Tuesday, August 17, 2010

Global semicon market set for slowdown due to deteriorating business climate!

Now that's going to be very interesting, should it happen! After close to two quarters of robust growth experienced by the global semiconductor industry, a slowdown was bound to be around the corner!!

I was going through a report sent out by Dr. Robert N. Castellano, president of The Information Network, based in New Tripoli, USA, of the same title today, and decided to get his thoughts.

Deteriorating business climate
According to The Information Network, The business climate for the semiconductor industry is deteriorating, as per its upcoming report, titled, “Hot ICs: Market Analysis and Forecast of the Top 15 IC Sectors”.

As per the report, along with fellow DRAM manufacturers Samsung, Hynix, Elpida, Micron, etc., will suffer from slowing sales of electronic gadgets and PCs. In the CPU sector, the slowdown in PC sales will affect Intel and AMD. Foundries such as TSMC and UMC will also feel the impact.

As sales drop in electronic gadgets, the most pronounced affect will be in the DRAM sector, where sales grew 135 percent in Q2 2010 compared to Q2 2009. The drop in semiconductor sales will usher in a corresponding drop in semiconductor equipment and materials sales. The front-end market will suffer pushouts and the lithography sector will be impacted most, where sales of $35 million immersion DUV tools have flooded the market of late.

Slowdown likely in world economies
I quizzed Dr. Castellano as to why he felt that the semicon business climate is deteriorating.

He said: The semiconductor industry is directly correlated with the economies of the world, and there is a direct correlation with semiconductor sales and worldwide GDP. Our leading indicators (LI) point to a slowdown in the world economies.

"As these proprietary LIs are correlated with semiconductor revenues, we will se a slowdown in the next few months. We are already seeing signs of a slowdown in the PC and LED indistriies. Numerous public companies have given forward guidance that the next quarter will show some weakness."

Given the good two quarters this year, how certain is The Information Netwok that the semicon market is now set for slowdown? Dr. Castellano cited similar reasons as above, adding: "Our LIs have an extremely accurate correlation with transition times. We have developed these LIs over the past 15 years."

Impact on foundries and silicon wafers
So, how will all of this impact the foundries? Dr. Castellano said: "Foundries make their money from two sources: sales of ICs from fabless IC companies and sales of ICs from IDMs who do not have sufficient in-house capacity or sufficient technology capabilities for newer ICs. The macroeconomic effect will stymie sales for both revenue sources."

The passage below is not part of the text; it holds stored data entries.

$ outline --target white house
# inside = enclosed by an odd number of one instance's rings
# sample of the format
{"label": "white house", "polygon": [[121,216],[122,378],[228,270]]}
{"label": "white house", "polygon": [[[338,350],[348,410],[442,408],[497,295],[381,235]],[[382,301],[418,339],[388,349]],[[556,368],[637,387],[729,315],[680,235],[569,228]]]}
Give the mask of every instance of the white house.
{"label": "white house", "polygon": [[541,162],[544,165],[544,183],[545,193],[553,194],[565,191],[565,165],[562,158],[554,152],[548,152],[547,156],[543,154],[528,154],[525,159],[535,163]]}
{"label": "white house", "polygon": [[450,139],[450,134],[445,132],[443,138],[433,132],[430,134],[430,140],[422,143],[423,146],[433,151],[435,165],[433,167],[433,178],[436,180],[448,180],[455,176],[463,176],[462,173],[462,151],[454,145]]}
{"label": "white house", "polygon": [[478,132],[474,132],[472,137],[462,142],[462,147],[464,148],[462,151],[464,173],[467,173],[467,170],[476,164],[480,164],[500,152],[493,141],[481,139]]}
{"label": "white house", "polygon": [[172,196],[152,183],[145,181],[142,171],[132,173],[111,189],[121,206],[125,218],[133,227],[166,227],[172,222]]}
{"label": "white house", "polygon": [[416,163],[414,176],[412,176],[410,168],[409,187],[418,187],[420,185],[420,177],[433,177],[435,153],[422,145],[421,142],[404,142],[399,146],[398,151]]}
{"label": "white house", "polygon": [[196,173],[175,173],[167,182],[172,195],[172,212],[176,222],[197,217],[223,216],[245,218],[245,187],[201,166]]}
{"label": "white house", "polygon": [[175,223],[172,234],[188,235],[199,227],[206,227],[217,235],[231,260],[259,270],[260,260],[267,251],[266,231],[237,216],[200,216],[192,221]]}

Does The Information Network also foresee an overcapacity situation in silicon wafers during 2011?

"No. We are forecasting 8.4 BSI (billion square inches) of Si wafers in 2010, which is up slightly from the 8.2 BSI in 2008. So, the Si manufacturers have the capacity already on hand. Semiconductor wafers will face competition from solar wafer consumption, which will double in 2010, but polysilicon is plentiful, and the two sectors, for the most part, use different crystal growing methods," he added.

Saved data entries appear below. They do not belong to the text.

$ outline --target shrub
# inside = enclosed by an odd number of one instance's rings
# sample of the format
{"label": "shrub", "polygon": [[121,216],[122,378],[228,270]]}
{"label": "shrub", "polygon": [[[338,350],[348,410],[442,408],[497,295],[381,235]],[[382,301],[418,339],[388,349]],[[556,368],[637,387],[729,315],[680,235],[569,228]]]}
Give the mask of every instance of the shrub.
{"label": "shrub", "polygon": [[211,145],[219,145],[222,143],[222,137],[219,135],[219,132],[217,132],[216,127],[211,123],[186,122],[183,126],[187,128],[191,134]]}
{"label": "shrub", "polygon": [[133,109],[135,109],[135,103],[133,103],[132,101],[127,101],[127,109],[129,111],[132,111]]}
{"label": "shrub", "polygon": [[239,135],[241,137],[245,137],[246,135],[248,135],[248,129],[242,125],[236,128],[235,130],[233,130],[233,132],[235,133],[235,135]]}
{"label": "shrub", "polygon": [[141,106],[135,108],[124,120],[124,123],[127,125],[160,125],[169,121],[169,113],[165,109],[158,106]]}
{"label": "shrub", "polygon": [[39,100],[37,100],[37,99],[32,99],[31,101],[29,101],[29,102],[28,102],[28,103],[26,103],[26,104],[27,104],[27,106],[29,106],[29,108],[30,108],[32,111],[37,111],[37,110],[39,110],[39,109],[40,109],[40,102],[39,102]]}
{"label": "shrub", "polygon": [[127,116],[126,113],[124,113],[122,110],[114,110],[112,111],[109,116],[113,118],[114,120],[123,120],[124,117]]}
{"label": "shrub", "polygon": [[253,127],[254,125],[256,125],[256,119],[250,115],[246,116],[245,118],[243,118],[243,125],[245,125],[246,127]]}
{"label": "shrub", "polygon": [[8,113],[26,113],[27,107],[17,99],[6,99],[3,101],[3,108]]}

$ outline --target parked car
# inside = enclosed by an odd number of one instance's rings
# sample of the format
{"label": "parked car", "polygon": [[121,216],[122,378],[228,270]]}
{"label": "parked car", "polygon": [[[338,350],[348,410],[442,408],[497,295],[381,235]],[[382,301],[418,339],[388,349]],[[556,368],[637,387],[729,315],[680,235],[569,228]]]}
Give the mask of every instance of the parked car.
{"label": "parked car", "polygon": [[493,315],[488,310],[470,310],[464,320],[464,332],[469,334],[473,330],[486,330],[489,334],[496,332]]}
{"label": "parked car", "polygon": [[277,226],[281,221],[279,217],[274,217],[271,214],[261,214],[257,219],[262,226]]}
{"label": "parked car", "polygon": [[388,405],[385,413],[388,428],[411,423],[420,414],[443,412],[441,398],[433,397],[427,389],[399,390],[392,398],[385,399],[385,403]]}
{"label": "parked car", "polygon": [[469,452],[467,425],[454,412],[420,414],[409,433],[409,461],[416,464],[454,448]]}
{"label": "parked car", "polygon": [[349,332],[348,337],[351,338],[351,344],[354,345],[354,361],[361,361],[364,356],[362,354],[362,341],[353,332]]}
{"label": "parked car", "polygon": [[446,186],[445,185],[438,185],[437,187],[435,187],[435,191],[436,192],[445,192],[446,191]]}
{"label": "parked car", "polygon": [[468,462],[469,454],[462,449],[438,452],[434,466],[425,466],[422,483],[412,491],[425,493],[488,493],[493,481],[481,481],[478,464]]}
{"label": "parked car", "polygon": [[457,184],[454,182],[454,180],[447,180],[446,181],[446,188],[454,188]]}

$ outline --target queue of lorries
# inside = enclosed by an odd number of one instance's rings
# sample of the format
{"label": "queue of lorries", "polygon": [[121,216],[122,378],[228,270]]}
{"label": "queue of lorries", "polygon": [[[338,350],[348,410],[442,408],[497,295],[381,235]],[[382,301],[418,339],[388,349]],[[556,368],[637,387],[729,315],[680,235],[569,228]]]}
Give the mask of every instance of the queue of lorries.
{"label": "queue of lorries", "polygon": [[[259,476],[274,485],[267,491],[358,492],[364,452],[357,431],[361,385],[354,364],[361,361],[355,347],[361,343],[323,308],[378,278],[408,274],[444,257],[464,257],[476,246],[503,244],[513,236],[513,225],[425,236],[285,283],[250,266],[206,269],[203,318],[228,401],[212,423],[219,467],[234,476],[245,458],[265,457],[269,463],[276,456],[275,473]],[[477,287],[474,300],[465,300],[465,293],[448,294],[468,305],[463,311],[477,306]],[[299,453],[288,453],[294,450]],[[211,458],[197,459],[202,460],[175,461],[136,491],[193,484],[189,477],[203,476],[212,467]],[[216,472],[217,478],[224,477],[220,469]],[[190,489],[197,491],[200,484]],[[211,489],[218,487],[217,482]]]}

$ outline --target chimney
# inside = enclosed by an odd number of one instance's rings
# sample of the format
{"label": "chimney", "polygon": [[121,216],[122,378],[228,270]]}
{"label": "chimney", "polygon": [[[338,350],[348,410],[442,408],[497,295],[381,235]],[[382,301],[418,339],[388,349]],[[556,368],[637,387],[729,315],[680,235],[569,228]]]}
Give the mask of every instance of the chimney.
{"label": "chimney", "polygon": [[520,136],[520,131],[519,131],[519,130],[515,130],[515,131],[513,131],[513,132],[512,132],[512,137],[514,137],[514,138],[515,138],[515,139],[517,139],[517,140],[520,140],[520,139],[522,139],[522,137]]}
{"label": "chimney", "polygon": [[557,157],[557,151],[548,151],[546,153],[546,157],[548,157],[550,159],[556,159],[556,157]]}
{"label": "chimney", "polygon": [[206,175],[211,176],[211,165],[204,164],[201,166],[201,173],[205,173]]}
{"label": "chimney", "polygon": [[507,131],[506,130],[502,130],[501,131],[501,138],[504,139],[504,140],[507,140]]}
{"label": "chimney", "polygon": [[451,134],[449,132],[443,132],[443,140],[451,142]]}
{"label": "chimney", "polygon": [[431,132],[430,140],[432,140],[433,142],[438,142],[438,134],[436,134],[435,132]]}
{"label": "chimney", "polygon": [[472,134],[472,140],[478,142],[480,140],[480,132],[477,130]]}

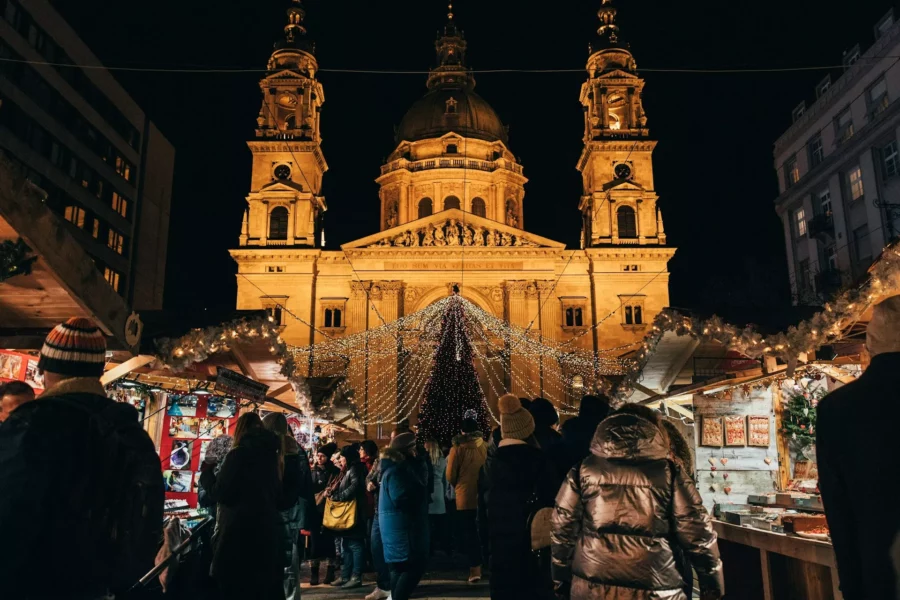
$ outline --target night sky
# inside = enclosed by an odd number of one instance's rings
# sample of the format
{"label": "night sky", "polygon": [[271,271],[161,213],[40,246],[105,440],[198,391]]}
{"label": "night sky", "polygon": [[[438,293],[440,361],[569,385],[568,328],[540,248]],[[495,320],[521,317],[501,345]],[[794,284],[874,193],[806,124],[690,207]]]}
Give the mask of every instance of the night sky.
{"label": "night sky", "polygon": [[[446,7],[440,1],[306,0],[322,69],[425,71]],[[265,68],[288,0],[59,0],[58,10],[110,67]],[[479,69],[583,69],[600,0],[457,0],[456,20]],[[840,64],[867,48],[889,0],[839,14],[821,2],[618,0],[621,39],[638,69],[787,68]],[[850,5],[847,5],[848,7]],[[847,8],[847,7],[845,7]],[[833,70],[833,77],[840,69]],[[811,102],[824,71],[687,74],[644,71],[644,108],[669,243],[672,306],[764,321],[790,304],[775,215],[772,146],[791,109]],[[262,72],[118,72],[177,151],[166,307],[234,307],[237,245],[250,181]],[[584,71],[481,74],[476,91],[510,126],[530,179],[526,228],[578,247]],[[327,247],[378,230],[379,166],[393,128],[425,92],[424,74],[322,72]],[[272,292],[276,293],[276,292]]]}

In another of its reports, The Information Network had mentioned that semiconductor equipment pushouts are imminent. What are the reasons?

Dr. Castellano explained: "Already, sales in the equipment industry have approached triple digit growth. As semiconductor sales drop, there will not be the need for this equipment. Tools on order will be pushed out to 2011 so that the semiconductor manufacturers will not need to pay for equipment delivered, but not installed."

2010 similar to 2000 -- what can the industry learn!
I was quite intrigued to read a paragraph in The Information Network's report, which says: "Year 2010 is becoming very reminiscent of 2000, where poor inventory control, fear of IC shortages, and concern over long waiting times for leading-edge equipment spelled disaster, and we ended the year with $10 billion in excess IC capacity and a shattered equipment industry that took years to claw out of the red and has never fully recovered until this year."

Why has the report likened 2010 to 2000? Also, what should the industry do to not repeat/learn from past mistakes?

Dr. Castellano advised: "Stop listening to forecasts that call for hyper growth (semiconductor manufacturers will tend to order equipment to get on a waiting list even if they don't necessarily agree with the forecast), and stop listening to forecasts discussing shortages of a particular IC.

"Market researchers tend to try to increase exposure by coming out with press releases without understanding the real fundamentals of the macroeconomic supply side indicators that directly affect the market. The irony is that these forecasts come out in tenths of a percent as if the forecast was cut in stone."

Captivating stuff! Wonder why those forecasts for the semiconductor and equipment industries seem to get bigger with each monthly announcement.

As The Information Network's report concludes, "the fragile economies of the Western world do not warrant such growth."